Students in Service and Leadership at Harvard

The Story of the House Committee

Join Lowell HoCo!

What is Lowell HoCo?

When I designed the above promotional material for the House Committee (HoCo), I wanted to make sure that the committee felt open to anyone interested in joining. The great thing about HoCo is that it does not require any entrance requirements other than a willingness to help out, and the committee is flexible to meet the desires of the students. Within reason, anyone in Lowell House (one of Harvard's 12 undergraduate living communities of about 350 students) can come to us with a vision for a house-wide event and we will work on executing it. Our events and tasks are made easier by the number of hands that we have, so we do not set any barriers to entry. As a committee, we assess our recruitment success by how many people join from various different friend groups in the house, and this just requires committed and passionate outreach. More people involved means greater likelihood that people from every corner of the house will come to our weekly House events! 

The above flyer says "Lowell 'HoCo' provides fun, inclusive, enriching programming. We advocate for student concerns, facilitate common space usage, organize intramurals, and help you show off your house pride with swag! Our two signature events are Yule Ball in December and Bacchnalia in May, but we also host events like Stein Club, Coffee House, Trivia Night and more!" For more details on these events, see the photos below.

The Lowell House Committee has some elected positions including Co-Chairs (the primary leaders), Events Chairs (coordinate large dances), Stein Chairs (coordinate small Happy Hour events), Merchandise Chair (plans merchandise), and Common Space Manager (coordinates buying furniture/equipment), and finally intramural chairs (coordinate sports in the house). 

Unlike some house committees, anyone can come to our meetings, voice their opinions, and vote.

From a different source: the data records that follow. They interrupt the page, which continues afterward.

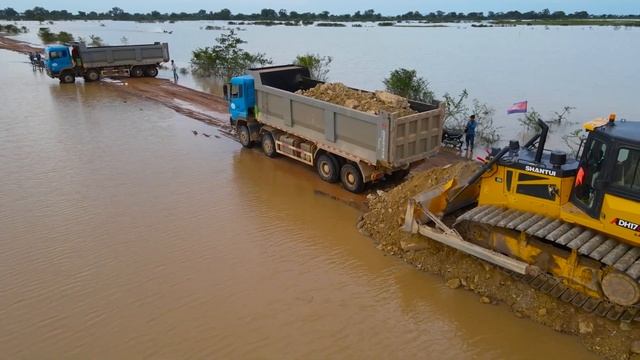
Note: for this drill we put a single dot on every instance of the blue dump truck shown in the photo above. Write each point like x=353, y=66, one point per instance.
x=343, y=144
x=66, y=62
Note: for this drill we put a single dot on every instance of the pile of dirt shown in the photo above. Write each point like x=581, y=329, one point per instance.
x=372, y=103
x=383, y=222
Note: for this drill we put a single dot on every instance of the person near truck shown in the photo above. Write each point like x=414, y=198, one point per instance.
x=470, y=132
x=174, y=68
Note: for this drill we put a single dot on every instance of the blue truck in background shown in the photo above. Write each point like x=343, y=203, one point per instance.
x=67, y=62
x=343, y=144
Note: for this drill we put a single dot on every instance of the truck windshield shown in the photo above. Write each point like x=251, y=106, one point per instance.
x=57, y=54
x=236, y=91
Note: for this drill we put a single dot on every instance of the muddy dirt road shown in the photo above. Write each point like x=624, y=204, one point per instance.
x=142, y=199
x=195, y=104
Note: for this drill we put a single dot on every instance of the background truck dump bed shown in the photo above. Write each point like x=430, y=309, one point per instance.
x=384, y=139
x=126, y=55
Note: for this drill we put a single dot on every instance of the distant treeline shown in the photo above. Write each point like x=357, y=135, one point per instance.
x=116, y=13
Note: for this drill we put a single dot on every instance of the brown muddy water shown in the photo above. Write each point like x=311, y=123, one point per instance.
x=123, y=235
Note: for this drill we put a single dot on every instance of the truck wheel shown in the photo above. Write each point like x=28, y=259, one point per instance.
x=245, y=136
x=327, y=167
x=137, y=71
x=151, y=71
x=67, y=78
x=268, y=145
x=92, y=75
x=351, y=178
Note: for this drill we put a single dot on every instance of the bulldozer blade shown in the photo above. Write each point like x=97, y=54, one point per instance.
x=440, y=200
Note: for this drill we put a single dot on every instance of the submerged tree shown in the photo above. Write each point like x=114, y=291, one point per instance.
x=318, y=65
x=226, y=58
x=95, y=40
x=64, y=37
x=46, y=36
x=408, y=84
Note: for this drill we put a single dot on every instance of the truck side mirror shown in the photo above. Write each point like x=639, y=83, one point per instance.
x=600, y=184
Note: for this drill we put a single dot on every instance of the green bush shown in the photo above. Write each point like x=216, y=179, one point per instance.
x=407, y=83
x=318, y=65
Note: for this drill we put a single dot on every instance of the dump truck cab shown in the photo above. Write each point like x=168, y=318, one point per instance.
x=57, y=59
x=240, y=93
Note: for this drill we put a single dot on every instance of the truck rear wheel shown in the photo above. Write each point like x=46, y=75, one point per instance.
x=137, y=71
x=245, y=136
x=67, y=78
x=268, y=145
x=351, y=178
x=399, y=175
x=151, y=71
x=92, y=75
x=328, y=168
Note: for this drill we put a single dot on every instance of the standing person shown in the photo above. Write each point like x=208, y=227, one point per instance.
x=39, y=60
x=174, y=68
x=470, y=132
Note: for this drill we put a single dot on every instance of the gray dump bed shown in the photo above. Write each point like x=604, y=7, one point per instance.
x=384, y=139
x=125, y=55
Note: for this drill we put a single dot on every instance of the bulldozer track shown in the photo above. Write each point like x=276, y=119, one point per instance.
x=586, y=242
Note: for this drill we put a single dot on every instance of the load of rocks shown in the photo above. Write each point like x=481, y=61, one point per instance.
x=373, y=103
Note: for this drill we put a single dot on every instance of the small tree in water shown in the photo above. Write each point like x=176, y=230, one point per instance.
x=408, y=84
x=46, y=36
x=226, y=58
x=96, y=40
x=64, y=37
x=458, y=111
x=318, y=65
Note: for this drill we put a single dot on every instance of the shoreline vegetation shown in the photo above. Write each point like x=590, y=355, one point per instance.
x=271, y=17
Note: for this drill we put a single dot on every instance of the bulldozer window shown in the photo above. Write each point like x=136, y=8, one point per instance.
x=627, y=170
x=589, y=172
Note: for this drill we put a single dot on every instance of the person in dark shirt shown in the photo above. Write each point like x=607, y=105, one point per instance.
x=470, y=132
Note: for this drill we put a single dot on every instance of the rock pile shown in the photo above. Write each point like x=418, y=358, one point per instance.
x=372, y=103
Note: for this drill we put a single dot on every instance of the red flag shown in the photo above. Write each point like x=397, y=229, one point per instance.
x=520, y=107
x=580, y=176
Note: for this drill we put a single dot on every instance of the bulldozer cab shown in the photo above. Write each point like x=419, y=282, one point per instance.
x=607, y=184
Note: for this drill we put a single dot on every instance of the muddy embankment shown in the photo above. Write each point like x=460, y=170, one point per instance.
x=383, y=221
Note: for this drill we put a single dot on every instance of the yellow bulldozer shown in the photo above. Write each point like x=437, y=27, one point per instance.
x=569, y=227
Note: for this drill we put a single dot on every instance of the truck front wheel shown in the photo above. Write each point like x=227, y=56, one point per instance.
x=245, y=136
x=67, y=78
x=351, y=178
x=151, y=71
x=268, y=145
x=137, y=71
x=92, y=75
x=328, y=168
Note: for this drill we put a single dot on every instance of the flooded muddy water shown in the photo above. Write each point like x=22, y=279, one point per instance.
x=124, y=235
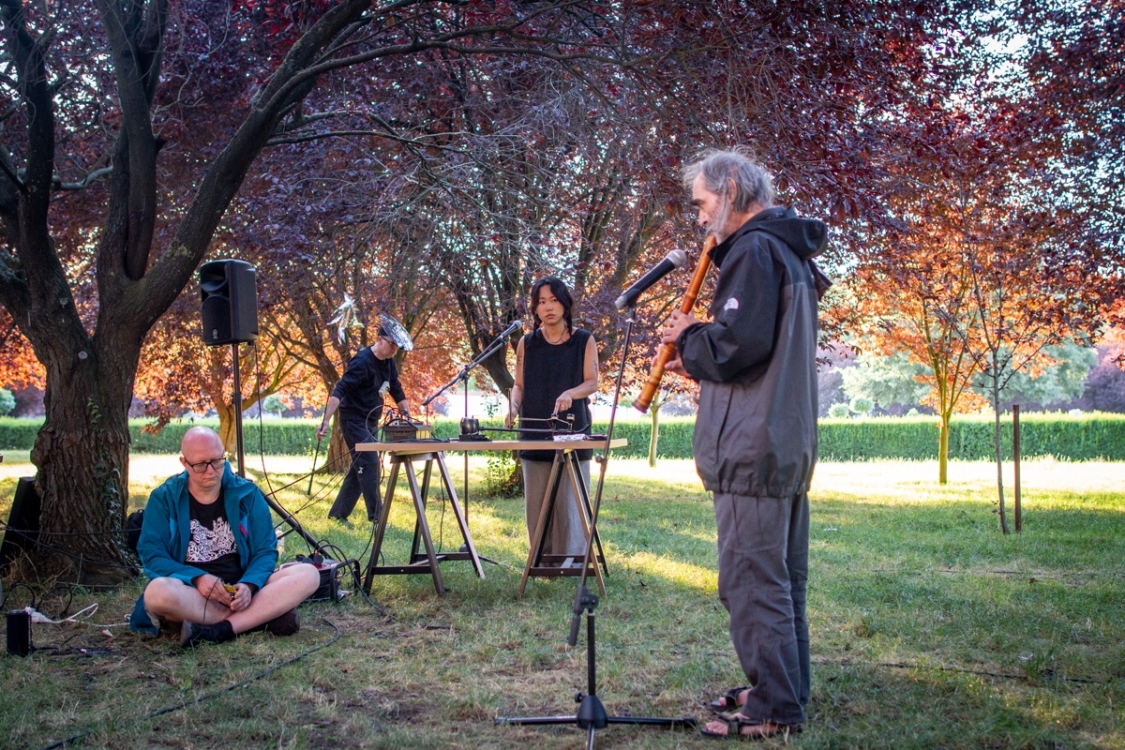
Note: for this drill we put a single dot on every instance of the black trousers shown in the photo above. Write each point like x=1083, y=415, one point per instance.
x=363, y=475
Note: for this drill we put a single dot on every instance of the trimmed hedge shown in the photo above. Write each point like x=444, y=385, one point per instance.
x=1069, y=437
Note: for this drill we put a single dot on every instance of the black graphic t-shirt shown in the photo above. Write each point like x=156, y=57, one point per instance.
x=212, y=547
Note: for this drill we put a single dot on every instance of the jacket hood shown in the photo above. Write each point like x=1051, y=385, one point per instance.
x=806, y=237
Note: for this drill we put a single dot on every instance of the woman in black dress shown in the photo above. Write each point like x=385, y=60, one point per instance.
x=556, y=371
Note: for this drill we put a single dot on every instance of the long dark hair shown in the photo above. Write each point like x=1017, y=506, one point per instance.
x=560, y=292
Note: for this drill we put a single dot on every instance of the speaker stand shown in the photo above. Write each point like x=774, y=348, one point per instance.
x=285, y=515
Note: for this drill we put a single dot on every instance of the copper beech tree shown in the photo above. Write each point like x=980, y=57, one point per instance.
x=96, y=98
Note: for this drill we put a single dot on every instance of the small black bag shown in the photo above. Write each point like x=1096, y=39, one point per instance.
x=133, y=529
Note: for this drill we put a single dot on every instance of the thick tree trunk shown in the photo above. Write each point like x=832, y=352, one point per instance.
x=82, y=454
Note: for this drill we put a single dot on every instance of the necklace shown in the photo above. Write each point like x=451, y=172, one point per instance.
x=558, y=341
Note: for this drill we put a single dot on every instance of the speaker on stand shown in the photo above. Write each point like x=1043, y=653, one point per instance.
x=230, y=310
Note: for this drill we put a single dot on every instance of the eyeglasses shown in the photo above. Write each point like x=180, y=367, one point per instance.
x=214, y=463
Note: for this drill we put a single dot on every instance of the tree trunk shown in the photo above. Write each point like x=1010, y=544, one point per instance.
x=943, y=450
x=82, y=454
x=999, y=457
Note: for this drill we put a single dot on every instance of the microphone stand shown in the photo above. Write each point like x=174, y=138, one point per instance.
x=464, y=377
x=591, y=714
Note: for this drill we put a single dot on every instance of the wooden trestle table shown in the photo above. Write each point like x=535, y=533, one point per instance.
x=406, y=453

The question for us and committees across campus remains: How do you get people interested in an activity that is purely in service of a larger aim, offering no benefits or recognition? Part of me thinks we just get lucky year after year. Which leadership positions do house committees need in order to not overextend themselves? Through this larger research project, I aim to better answer that question and assess the limitations and opportunities of the committees from the perspective of the leaders of the committees.